Was the shadow just a dip in the ground?
Shin glanced quickly to the right and saw a big white trooper truck in the distance. It was on an almost parallel path to him. Then, just ahead of the truck, he saw a bridge and realized where he was.

Hurricane Gulch!

The shadow yawned open in front of his snowmobile, revealing steep rock walls that plummeted five hundred feet to the frozen river below. The far edge was too far to reach. There was no time to turn away. He desperately twisted the tracks of his snowmobile, but the edge was under him half a second later.

Shin leaped back from the machine with all the thrust of his legs, twisting toward the snowy ground behind him as the snowmobile went airborne. The scream of the powerful racing engine suddenly rose in
pitch
as it no longer struggled against the pressure of the snow. Clawing at the air, Lieutenant Shin fell through the empty frozen night.

Snow smashed into his face and he felt pressure on the front of his body. He opened his eyes and saw that he had hit solid ground. There was still a chance! A chance to survive! He slid down the snow-covered wall into the crevasse.

Shin dug into the snow with what strength he had left. He grasped for any hand hold as he slid further over the edge. A tearing sound came from below him, followed by a sudden, searing pain in his right leg, then the fall stopped.

He hung in a thicket of alder that jutted out from the side of the cliff in a knot of gnarled branches. One of the branches had torn through his Carhartts. It punctured the skin and muscle of his calf. The pain was incredible, but the tree had stopped his descent.

The pursuing snowmobile whined twenty feet above him as it came to stop. The engine turned off. A frozen
silence
descended like a void blanket on the area. Footsteps crunched in the snow, breaking the stillness. Someone called out from the direction of the road.

“Did he go over the edge?” said the distant male voice.

“I don’t know. I saw him jump as the machine went over.”

Shin found a foothold just below his trapped leg. Bracing his left leg to support his body weight, he pulled his right leg free of the alder limb. He stifled a scream as the fleshy wound tore against the rough texture of the wood. He struggled not to faint.
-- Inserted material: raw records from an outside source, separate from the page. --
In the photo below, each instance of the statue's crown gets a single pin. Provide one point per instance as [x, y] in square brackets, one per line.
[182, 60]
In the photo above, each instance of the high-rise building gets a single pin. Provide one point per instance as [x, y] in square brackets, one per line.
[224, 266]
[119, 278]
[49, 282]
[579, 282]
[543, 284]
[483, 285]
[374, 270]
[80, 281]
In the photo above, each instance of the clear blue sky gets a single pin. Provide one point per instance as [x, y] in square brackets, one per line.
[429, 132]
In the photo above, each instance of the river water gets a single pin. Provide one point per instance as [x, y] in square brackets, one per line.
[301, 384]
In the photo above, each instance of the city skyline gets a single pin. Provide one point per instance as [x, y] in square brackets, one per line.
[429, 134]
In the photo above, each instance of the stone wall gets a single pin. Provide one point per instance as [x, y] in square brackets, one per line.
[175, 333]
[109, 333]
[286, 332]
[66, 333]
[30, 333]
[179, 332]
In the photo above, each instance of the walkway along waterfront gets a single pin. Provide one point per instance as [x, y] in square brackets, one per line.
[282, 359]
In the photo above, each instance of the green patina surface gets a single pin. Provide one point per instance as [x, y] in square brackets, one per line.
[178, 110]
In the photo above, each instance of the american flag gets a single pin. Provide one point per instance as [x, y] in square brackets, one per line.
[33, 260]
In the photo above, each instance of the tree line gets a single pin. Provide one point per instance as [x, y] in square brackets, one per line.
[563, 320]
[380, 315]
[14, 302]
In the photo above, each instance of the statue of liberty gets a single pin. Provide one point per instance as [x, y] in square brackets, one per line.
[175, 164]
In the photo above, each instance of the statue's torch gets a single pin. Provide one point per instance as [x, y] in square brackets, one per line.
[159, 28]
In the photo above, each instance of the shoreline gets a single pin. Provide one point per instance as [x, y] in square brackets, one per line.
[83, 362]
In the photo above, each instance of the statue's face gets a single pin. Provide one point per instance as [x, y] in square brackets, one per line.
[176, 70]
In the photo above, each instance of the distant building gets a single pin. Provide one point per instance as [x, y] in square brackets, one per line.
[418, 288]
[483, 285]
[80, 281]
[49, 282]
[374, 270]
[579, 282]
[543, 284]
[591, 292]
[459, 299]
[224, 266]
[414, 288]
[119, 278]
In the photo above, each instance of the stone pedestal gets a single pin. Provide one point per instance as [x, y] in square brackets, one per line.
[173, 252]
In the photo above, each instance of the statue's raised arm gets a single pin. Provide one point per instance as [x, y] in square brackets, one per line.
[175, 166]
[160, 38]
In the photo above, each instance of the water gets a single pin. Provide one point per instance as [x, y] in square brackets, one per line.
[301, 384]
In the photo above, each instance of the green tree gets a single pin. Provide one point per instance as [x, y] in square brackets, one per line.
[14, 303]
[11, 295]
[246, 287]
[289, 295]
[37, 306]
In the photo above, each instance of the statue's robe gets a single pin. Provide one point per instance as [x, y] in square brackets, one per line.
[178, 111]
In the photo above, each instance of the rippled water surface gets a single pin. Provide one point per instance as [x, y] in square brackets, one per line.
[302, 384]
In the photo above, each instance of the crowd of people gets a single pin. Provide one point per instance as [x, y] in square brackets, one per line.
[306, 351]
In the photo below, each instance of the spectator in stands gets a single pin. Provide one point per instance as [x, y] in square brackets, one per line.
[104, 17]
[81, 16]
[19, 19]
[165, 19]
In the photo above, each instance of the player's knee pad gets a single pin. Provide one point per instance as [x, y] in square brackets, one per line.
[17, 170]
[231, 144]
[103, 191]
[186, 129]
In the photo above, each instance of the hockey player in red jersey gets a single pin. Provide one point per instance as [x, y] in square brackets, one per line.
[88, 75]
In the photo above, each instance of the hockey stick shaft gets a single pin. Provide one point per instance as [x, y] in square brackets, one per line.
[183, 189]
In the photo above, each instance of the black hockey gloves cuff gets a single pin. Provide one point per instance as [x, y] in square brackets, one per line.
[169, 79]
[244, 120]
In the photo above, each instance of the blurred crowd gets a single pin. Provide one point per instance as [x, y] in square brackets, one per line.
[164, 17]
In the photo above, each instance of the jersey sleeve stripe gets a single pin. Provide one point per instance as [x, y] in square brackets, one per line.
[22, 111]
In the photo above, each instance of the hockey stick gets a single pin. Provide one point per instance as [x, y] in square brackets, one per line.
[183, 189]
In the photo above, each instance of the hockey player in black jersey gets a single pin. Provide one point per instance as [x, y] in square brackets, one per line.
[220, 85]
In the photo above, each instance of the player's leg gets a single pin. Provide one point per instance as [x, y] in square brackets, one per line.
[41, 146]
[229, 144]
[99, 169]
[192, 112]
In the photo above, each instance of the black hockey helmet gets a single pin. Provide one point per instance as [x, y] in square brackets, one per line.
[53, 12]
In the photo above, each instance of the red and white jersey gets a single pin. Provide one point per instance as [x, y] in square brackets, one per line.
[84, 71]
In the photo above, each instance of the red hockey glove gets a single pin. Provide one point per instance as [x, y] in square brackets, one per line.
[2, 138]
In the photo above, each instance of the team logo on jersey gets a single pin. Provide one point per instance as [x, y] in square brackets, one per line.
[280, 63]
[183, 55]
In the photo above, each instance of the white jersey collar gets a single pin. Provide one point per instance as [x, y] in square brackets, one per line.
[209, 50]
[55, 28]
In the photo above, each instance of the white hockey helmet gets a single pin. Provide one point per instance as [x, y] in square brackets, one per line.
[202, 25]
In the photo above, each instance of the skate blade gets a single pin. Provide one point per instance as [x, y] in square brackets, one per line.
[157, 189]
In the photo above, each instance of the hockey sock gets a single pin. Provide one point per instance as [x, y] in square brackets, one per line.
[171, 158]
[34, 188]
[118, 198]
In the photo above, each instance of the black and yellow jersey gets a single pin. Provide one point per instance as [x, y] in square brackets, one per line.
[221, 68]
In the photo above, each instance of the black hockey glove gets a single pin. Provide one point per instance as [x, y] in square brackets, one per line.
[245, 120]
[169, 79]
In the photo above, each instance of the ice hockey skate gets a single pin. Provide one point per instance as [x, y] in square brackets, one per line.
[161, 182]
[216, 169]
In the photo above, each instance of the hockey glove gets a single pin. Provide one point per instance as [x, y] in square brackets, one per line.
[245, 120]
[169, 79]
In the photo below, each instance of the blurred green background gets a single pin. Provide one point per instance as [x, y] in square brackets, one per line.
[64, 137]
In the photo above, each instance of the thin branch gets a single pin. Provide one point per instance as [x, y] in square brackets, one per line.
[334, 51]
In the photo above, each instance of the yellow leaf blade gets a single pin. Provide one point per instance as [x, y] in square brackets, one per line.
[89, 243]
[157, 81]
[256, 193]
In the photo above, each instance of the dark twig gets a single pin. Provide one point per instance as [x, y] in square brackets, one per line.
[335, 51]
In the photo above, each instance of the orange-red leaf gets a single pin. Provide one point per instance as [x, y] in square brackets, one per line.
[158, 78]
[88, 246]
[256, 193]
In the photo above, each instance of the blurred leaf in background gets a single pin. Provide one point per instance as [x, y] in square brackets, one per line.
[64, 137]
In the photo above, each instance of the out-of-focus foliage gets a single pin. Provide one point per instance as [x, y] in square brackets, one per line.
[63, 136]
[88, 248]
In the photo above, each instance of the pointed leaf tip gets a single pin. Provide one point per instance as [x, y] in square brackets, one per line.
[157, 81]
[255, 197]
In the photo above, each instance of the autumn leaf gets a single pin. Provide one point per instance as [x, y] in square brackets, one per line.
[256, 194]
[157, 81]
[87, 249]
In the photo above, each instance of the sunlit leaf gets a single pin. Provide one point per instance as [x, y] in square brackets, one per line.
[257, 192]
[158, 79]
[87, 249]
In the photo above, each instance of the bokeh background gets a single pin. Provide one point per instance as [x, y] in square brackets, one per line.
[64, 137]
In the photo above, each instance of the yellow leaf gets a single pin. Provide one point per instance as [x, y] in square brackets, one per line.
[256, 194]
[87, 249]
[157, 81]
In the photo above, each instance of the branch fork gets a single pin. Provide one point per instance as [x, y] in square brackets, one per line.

He stood still, waiting for the waves of pain to quiet, and judged his situation. The snowmobile had crashed to the bottom of Hurricane Gulch and exploded in flames. He was about twenty feet beneath the edge of the cliff. The moon and stars illuminated the chasm with pale light, and he that the ledge continued from where he stood toward the road.

The bridge he had seen from the top was not visible as the line of the valley curved gradually. That same curve was also enough to keep him out of sight from whoever may be on the road.

The sound of more footsteps approached from the road. Shin reached up with his hand and wiped the snow and frost from the opening of his parka hood. The light pressure from the action sent a screech of white pain across his face as the cloth of the hood touched the frostbitten skin around his eyes and nose.

Once he recovered from the pain, Shin moved slowly along the ledge until he was sure of his footing, and then he began to scoot sideways faster until he came in sight of the bridge.

More footsteps crunched across the snow above him and passed to where the snowmobile had gone over the edge. He heard a voice talk into a radio.

The whup-whup-whup of a helicopter rose in the
distance
. The thundering machine followed the highway up from the south, then turned as it approached Hurricane Gulch. Shin forced himself to run through the pain in his legs. He reached the safe covering of the bridge just as the helicopter’s spotlight burst onto the snow-covered ledge. Much to his relief, the light from the helicopter slid down to the valley floor to scan the wreckage of the snowmobile rather than the ledge over which he had just crossed. They were looking in the wrong area.